Texas CB Holton Hill -- Hill would have Day 1 potential had his career with the Longhorns not ended in ignominy, but end in ignominy it did. He reportedly failed several drug tests, the most recent of which landed him with a season-remainder suspension in November. While fellow corner prospect Mike Hughes has not caused issue down the stretch after an early hiccup, Hill face-planted his way out of Austin, essentially ending any possibility he could see Round 1 in the process. The 6-foot-3, 200-pounder can at least steady the ship by degrees, now. If teams come away impressed, you can expect to hear his name in the mix for the third round. We’re viewing him as an early Day 3 prospect for now.
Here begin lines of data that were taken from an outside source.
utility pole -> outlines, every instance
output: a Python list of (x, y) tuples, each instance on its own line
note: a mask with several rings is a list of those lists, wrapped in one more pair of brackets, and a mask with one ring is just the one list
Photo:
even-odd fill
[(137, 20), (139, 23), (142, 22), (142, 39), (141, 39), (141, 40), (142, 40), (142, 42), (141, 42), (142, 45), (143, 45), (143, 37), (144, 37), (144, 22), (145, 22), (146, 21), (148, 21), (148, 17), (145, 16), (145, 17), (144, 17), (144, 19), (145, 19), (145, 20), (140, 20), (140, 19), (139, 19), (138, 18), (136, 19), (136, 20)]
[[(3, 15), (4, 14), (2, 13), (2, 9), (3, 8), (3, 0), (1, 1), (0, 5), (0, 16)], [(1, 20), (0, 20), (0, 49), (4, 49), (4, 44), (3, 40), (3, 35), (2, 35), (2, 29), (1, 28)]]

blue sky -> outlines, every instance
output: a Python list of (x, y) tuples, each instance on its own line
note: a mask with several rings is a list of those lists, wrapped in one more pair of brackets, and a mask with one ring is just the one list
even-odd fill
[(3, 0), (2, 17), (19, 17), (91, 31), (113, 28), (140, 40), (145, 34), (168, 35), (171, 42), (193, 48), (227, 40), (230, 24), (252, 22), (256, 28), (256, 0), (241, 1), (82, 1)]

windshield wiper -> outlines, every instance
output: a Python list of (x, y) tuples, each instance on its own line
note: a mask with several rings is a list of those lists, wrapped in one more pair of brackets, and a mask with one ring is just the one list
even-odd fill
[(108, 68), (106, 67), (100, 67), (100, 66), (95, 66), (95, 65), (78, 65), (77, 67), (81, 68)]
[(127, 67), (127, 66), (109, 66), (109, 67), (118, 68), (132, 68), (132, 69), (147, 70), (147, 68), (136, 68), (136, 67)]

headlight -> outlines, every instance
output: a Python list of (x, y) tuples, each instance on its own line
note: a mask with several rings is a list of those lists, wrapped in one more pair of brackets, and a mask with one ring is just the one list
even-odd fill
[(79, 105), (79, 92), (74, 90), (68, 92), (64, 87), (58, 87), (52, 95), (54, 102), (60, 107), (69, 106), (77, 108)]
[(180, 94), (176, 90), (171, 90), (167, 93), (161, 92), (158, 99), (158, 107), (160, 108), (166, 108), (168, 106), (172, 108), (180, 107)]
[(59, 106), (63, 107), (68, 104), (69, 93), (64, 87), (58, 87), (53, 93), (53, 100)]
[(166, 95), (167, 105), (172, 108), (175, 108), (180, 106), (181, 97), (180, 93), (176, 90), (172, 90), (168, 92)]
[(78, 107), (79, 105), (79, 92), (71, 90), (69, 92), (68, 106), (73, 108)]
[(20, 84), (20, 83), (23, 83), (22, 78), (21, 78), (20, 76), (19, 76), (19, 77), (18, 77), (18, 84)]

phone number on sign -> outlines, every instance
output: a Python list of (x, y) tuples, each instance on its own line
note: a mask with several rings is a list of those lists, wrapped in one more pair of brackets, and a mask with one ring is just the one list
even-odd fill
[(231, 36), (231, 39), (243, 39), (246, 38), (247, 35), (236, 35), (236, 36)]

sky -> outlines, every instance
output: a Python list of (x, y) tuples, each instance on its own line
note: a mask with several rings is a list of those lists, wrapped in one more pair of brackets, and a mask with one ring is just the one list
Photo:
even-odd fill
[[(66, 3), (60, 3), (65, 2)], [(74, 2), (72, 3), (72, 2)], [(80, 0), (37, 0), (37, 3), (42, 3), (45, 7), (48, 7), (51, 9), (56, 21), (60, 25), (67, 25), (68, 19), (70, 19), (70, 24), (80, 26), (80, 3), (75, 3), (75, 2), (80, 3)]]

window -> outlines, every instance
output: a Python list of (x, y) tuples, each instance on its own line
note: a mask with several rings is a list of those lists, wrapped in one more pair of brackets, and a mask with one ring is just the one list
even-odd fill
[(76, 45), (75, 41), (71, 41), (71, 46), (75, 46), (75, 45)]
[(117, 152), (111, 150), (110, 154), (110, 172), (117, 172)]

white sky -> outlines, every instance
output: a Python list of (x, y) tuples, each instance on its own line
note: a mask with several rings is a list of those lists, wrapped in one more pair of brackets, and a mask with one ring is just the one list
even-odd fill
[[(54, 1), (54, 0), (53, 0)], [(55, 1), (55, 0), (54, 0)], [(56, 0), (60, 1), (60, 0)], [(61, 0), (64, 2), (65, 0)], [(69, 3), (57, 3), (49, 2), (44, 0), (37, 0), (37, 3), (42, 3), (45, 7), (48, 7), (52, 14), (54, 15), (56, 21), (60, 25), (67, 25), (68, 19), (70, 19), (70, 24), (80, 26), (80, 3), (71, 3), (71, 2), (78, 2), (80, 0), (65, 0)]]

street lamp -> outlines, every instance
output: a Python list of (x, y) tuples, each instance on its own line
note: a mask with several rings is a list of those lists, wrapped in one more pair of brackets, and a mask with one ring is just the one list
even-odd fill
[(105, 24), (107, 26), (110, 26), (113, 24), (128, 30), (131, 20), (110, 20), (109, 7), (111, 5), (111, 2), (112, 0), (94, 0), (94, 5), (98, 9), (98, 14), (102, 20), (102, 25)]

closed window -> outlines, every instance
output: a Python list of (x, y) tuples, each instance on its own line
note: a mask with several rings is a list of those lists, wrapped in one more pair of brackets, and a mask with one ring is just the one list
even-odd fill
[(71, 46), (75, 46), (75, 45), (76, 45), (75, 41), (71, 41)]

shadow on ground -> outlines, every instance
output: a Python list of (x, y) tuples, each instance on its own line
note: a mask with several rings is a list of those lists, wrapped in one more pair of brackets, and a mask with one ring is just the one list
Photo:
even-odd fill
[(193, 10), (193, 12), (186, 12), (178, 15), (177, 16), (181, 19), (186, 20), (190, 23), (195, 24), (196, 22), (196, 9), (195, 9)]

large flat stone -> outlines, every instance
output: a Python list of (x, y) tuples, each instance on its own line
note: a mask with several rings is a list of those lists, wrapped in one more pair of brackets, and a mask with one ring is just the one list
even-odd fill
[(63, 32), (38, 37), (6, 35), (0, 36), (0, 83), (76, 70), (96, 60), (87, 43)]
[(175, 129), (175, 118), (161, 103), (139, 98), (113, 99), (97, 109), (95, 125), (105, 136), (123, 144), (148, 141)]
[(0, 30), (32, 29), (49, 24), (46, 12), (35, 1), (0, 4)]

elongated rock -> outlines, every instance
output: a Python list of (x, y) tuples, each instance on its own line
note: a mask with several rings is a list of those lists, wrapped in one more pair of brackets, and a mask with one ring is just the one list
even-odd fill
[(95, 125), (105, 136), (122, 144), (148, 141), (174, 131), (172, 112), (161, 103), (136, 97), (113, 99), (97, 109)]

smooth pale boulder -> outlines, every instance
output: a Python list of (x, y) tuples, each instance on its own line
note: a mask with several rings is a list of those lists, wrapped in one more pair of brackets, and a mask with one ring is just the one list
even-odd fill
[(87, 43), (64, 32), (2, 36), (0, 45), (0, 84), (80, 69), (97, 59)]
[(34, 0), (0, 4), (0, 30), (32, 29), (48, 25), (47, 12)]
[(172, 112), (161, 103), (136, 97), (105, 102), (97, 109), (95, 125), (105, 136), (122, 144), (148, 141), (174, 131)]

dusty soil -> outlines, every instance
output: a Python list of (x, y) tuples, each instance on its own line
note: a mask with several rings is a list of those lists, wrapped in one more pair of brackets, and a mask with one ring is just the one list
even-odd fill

Florida State DE Josh Sweat -- Here’s a guy who we think has the potential to emerge as one of the combine’s biggest benefactors. We expect the 6-foot-4, 249-pounder to ace the athletic testing in Indianapolis. If he checks out A-OK in medical exams, too then it’ll be full speed ahead for Sweat. He’s looking to dispel concern over a checkered history of serious knee injuries, including a dislocation which very nearly resulted in an amputation when he was a senior in high school and a 2016 surgery which sidelined him for the bulk of that campaign. We are not ruling out the possibility that Sweat could land as a late first-rounder if he offers up strong testing work and reassuring examination results.


Oregon RB Royce Freeman -- In a deep running backs class, we feel Freeman’s being a little overlooked. This is nothing new. We feel he was oddly overlooked throughout his career in Eugene, too. The 40-yard dash will be a critical hurdle for Freeman to overcome. Anything under 4.55 seconds in the event should be considered a victory and would keep him in the mix for a Day 2 pick. Over 4.60 and we would be somewhat alarmed.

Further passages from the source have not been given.